能一刀腰斩奔马的,应该是把什么样的刀?
没有人看见。刀光是从道旁的树林飞出来的。马车又冲出二三十丈,从这里看过去看不见人,更看不见刀。傅红雪挡在卓玉贞和孩子身前,眼睛还在盯着那片浓密的林子,苍白的脸仿佛已白得透明。
燕南飞喘过一口气,立刻问道:“你有没有看见那把刀?”
傅红雪摇摇头。
燕南飞道:“但是你一定已知道那是把什么刀。”
傅红雪点点头。
燕南飞叹了口气,道:“看来公子羽的消息果然灵通得很,苗天王果然来了。”
苗天王的刀,当然是天王斩鬼刀!
傅红雪的手握紧,冷冷地道:“来的人只怕还不少。”
就在这时,道路两头都有两辆大板车并排驶了过来,将来去的道路都完全封锁。
左面第一辆板车上,摆着张木几,两个人正盘膝坐在桌上下棋;第二辆板车上,也坐着两个人,一个在修指甲,一个在喝酒。他们对自己做的事好像都很专心,谁也没有抬起头来往这边看一眼。
傅红雪和燕南飞居然也好像没有看见他们。
右面的第一辆板车上,坐着好几个女人,有老有少,有的在绣花,有的嗑瓜子,还有的在梳头,最老的一个,赫然竟是鬼外婆。第二辆板车上,却摆着口崭新的棺材,还有口吊在铁架上的大铜锅。
据说天下最大的一口锅,就是少林寺的煮饭锅。少林寺的和尚多,终年不见油荤,却整天都在劳动,饭量当然特别大。就算每个和尚一顿吃五碗饭,五百个和尚一顿要吃多少碗?要用多大的锅煮饭,才能让这些和尚吃得饱?
燕南飞到过少林寺,特地去看过那口锅,他天生是个好奇的人。
板车上的这口紫铜锅,看来竟不比少林寺的煮饭锅小。最奇怪的是,锅里居然还有个人,圆圆的脸,肥头大耳,额角上却有些刀疤毒蛇般挂下来,从眉心一直挂到嘴角,使得他这张看来本该很和气的脸,突然变得说不出的怪异邪恶。

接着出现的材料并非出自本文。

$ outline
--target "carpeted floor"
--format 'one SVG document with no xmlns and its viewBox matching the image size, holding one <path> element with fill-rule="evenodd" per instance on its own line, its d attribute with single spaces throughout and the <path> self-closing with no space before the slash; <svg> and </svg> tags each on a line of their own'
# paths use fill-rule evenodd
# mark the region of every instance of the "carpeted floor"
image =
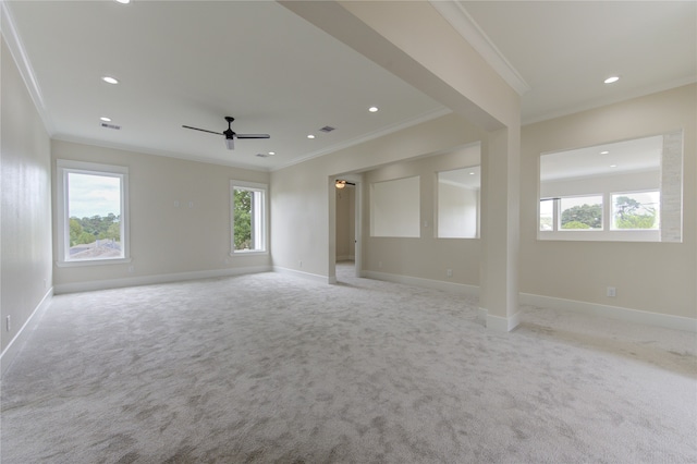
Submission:
<svg viewBox="0 0 697 464">
<path fill-rule="evenodd" d="M 2 464 L 695 463 L 695 333 L 279 273 L 56 296 Z"/>
</svg>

板车走得并不快,铁架上的铜锅轻轻摇荡,人坐在里面,就好像坐在摇篮里一样。
×××
乌云远去,太阳又升高了些,燕南飞的心却在往下沉。
可是他一定要勉强作出笑脸,喃喃道:“想不到多情子居然没有来。”
傅红雪冷冷道:“一击不中,全身而退,这本是他们星宿海的老规矩。”
燕南飞笑得仿佛更愉快:“除了他之外,该来的好像全来了,不该来的也来了。”
他看着铜锅里那脸上有刀疤的胖子,微笑着又道:“郝厨子,你怎么会来的?”
胖子脸上的毒蛇在蠕动。他在笑,笑容却使得他的脸看来更狞恶诡秘:“我是来收尸的。”
燕南飞道:“收谁的尸?”
郝厨子道:“什么尸都收,死马收进肚子,死人收进棺材。”
板车全部停下来。下棋的还在下棋,喝酒的还拿着杯子,梳头的也还在梳头。
郝厨子笑道:“看来大家今天的口福不错,郝厨子做的五香马肉,并不是人人都能吃得到的。”
燕南飞道:“你的拿手菜好像不是五香马肉。”
郝厨子道:“我的拿手菜材料不好找,还是将就些吃五香马肉的好。”
这句话说完,他已钻出铜锅,下了板车。没有亲眼看见的人,实在难以相信这个足足有一百多斤的大胖子,动作居然还这么轻巧灵敏。
他身上也有一把刀,菜刀。
卓玉贞忍不住想问了:“这个郝厨子,真的是好厨子?”
燕南飞道:“假的。”
卓玉贞道:“为什么别人叫他厨子?”
燕南飞道:“因为他喜欢炒菜,也因为他喜欢用菜刀。”
卓玉贞道:“他的拿手菜是什么?”
燕南飞道:“火爆人心,清炒人腰。”
×××
年轻的樵夫刚停止呕吐,只抬头看了一眼,就怔住。他做梦也想不到这地方会忽然变得这么热闹。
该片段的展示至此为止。